Di bawah pohon kekar yang menantang langit itu, kamu duduk dan menyandarkan lelahmu. Matamu terpejam, mencoba mengulang yang ada di belakang. Perlahan-lahan penyesalanmu membeku, merubah bentuknya ke dalam butiran air, merambati matamu yang sedikit terpejam. Menuruni pipimu, hingga jatuh di dadamu. Penyesalanmu sesak memenuhi dada, kemudian menjadi sesuatu yang kamu pikirkan, memenuhi isi kepalamu hingga akhirnya, karena kepala tidak sanggup menampung semua, dikeluarkan sedikit demi sedikit melalu air mata itu. Hingga jatuh kembali, di atas dadamu.

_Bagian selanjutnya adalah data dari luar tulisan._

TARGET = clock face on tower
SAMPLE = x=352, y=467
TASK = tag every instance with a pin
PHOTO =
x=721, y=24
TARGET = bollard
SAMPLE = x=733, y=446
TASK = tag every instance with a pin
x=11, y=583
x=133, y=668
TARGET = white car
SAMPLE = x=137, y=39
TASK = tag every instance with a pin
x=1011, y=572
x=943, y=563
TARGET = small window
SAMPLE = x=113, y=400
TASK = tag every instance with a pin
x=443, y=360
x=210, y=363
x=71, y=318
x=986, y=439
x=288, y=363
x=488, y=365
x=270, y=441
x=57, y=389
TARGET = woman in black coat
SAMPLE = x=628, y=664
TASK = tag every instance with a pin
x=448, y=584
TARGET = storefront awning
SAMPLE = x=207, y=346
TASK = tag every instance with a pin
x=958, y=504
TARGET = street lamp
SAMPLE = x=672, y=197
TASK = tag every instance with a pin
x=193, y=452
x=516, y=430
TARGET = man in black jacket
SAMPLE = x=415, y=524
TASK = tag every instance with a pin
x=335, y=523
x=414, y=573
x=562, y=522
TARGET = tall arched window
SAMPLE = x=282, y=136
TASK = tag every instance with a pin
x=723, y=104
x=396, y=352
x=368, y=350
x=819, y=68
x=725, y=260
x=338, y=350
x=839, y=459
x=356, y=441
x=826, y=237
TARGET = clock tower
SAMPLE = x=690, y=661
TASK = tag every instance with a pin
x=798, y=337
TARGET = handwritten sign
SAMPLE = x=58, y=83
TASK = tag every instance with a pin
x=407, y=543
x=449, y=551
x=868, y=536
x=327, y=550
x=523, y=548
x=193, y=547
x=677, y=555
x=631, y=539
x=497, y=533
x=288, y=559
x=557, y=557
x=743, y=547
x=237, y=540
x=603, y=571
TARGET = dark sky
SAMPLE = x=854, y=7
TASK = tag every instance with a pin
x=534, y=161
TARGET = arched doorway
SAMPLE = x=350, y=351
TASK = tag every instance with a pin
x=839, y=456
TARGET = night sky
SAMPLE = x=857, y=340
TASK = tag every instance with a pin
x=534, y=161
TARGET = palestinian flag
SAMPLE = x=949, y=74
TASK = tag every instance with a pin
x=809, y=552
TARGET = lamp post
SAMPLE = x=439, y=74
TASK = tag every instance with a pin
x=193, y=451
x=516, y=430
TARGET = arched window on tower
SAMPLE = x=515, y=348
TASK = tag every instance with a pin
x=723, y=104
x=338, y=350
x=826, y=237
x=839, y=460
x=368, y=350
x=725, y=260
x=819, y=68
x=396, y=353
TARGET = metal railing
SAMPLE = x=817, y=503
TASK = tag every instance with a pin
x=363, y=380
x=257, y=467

Kemudian kamu merasa sedikit lega, kamu membuka mata. Melihat disekitarmu dengan jelas. Rupanya airmatamu telah menyapu dengan bersih seluruh debu yang sebelumnya telah membuat kabur pandanganmu. Kamu berdiri meninggalkan pohon yang sudah mulai gerah menyanggah punggungmu. Kamu berjalan, selangkah demi selangkah. Meninggalkan, desa-desa, gunung-gunung dan laut-laut yang sudah mengajarimu bertahan hidup di dunia liar. Yang kini sudah menjadi sahabatmu. Pada akhirnya kamu harus mengucapkan selamat tinggal pada mereka. Lambaian tangan dan senyum yang mengembang mewakili rasa terima kasihmu yang amat dalam. 

Kamu berjalan, semakin menjauh. Semakin menjauh. Kamu sampai di halaman. Kamu berdiri tepat di depan pintu. Di sanalah rumahmu. Kamu telah kembali. Kamu pulang. Kamu tidak lagi kesepian.